Within a matter of weeks – and when does anything ever happen this quickly in a state government town? – Stern oversaw an insanely compressed process and was directly involved with assembling the Sacramento ownership group. He reached out to Ranadive, reconnected with the Jacobs family, and only hours before the Board of Governors met in Dallas to decide the Kings’ fate (Sac or Seattle?), induced Nautica swimwear founder Raj Bhathal into becoming a major investor in the $534 million counteroffer. The inclusion into the ownership group of respected local developer Mark Friedman, Stern often notes, was another critical factor, as was former state Senate leader Darrell Steinberg’s legislation streamlining environmental land use legal issues.

And Mayor Kevin Johnson? His background as a native Sacramentan, former NBA All-Star and unrelenting political presence cannot be understated; while Stern was twisting the arms of the deep-pocketed owners, KJ was his point man on the ground, persuading a few dozen local minnows to join the whales, remaining upbeat and unrelentingly competitive, and at least on this issue, keeping an often-fractious City Council at his side.

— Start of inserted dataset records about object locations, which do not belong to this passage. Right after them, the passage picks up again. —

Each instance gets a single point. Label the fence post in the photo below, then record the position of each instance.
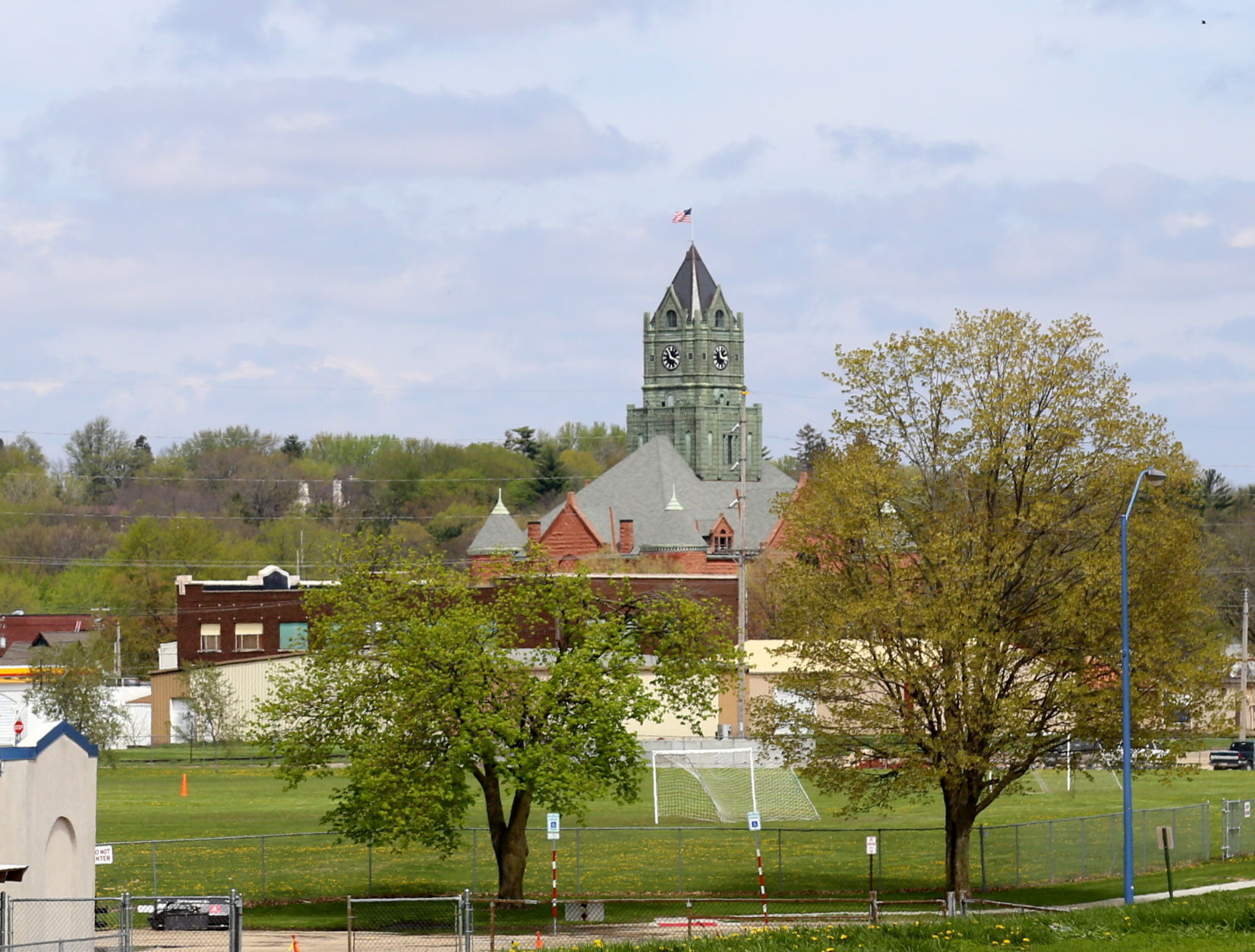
(1049, 850)
(880, 859)
(125, 922)
(1082, 847)
(236, 922)
(984, 882)
(1017, 853)
(680, 859)
(467, 922)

But what should not be forgotten – what should always be remembered – was the immense influence of the grassroots movement. KHTK’s Carmichael Dave and one-time Kings executive Greg Van Dusen arranged “Here We Stay” rallies in the park. Current CSN-California reporter James Ham supervised a group that tweeted and blogged and coordinated those “Sac-ra-men-to!” chants inside Sleep Train Arena, and in his free time, produced a documentary “Small Town, Big Heart.”

Then there were those 70 or so people in the white T-shirts who occupied the majority of the seats at virtually every City Council meeting during which the Kings’ future was on the agenda. The Crown Downtown bunch should take a bow. They did the grunt work for almost four years. They lined up outside the council chambers for hours before meetings, often standing in the rain. They endured hours of often-deadly discussions on non-Kings matters, then walked up to the microphone and made their pitch.

“We were teachers, nurses, construction workers, retirees, just everyday people,” said Mike Tavares, one of the group’s leaders, “and our message was that keeping the Kings and getting an arena was bigger than basketball. It was about concerts, events, economic energy, and revitalizing downtown. We wanted this arena downtown.”

Downtown absolutely. No offense to Natomas or Cal Expo or the Railyards, but that unsightly black hole just blocks from the Capitol was always the ideal location. While speaking with David Aldridge on Tuesday night, the TNT analyst went on an impassioned riff about how the Verizon Center transformed his hometown Washington, D.C.’s urban center, serving as the engine for a surge of restaurants, retail, housing. The same thing will happen in Sacramento, he said, wishing he could attend Thursday’s opener.

Since Lukenbill was the first and the loudest Kings fan, on this most amazing and memorable of opening nights, he gets the last word.

“In my opinion, this will go down as a turning point for the city of Sacramento and the region,” Lukenbill said, beaming. “We have a chance to do something special, to show off our history as the capital city, the railroads, the waterways, the Gold Country. This is just the beginning. We need hotels so we can get an All-Star Game, and really start behaving like adults. But I can’t tell you how good it feels to finally see people coming together, with government and businesses, to get sometime done. This is … this is history.”